The Imperial County Board of Supervisors, acting as the Imperial County Air Pollution Control District Board, voted 4-0 in favor of the new rule, which covers composting operations in the Valley.
The decision was made during the board’s weekly meeting on Tuesday, Dec. 22.
The impetus for the new rule was a commitment that was made in the air pollution district’s 2018 annual particulate matter 2.5 state implementation plan, said Air Pollution Control Officer Matt Dessert. The air district promised to get the new rule written and approved before the end of 2020.
Before this rule, there was no air district regulation of composting facilities, he said.
The rule will be similar to that of San Joaquin County, Assistant Air Pollution Control Officer Reyes Romero said.
Rule 430 covers new and existing composting facilities, and the pollutants, “volatile organic compounds” and ammonia, are regulated by choosing from a menu of management practices or control equipment in the rule.
The rule was not without its critics as members of the social justice community led by Comite Civico Del Valle came together to offer suggestions and protest the rule before the board.
The board approved the new rule, but not without stating that the rule is part of a living document and can be amended if needed.
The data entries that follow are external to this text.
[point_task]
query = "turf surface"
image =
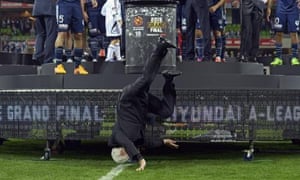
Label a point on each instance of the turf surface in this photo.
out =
(20, 159)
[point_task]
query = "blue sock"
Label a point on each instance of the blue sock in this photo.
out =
(58, 55)
(78, 52)
(223, 46)
(68, 53)
(295, 50)
(218, 46)
(199, 47)
(278, 50)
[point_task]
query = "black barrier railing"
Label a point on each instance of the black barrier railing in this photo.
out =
(200, 115)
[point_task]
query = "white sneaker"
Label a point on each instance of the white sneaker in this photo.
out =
(120, 59)
(109, 60)
(69, 60)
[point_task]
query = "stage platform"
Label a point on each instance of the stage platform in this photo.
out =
(104, 75)
(242, 101)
Board chair Luis Plancarte even said he looks forward to the work that has gone into the rule and seeing the changes that will come in the following months to make it even better.
Supes Join Fight for Communication
Imperial County leaders are joining a region-wide fight to get more communication with the governor’s office.
The county board voted 4-0 to sign its name onto a letter from 11 Southern California counties that is being sent to Gov. Gavin Newsom’s office.
The letter touches on four specific issues, Intergovernmental Relations Director Rebecca Terrazas-Baxter said. There is discussion of financial assistance for struggling businesses and hospitals, better coordination of health orders between the county and state, and issues with counties submitting information about intensive-care unit hospitalizations.
In general, it’s about having more communication with the governor’s office, she said.
CEO Contract Extended
The board approved extending the employment contract of County Executive Officer Tony Rouhotas Jr. The existing contract was set to expire Dec. 31. It was extended for one year.
The former Imperial County fire chief’s contract is essentially the same as the current salary, County Counsel Adam Crook said. The severance provision has been changed to include a longer severance if Rouhotas is fired without cause.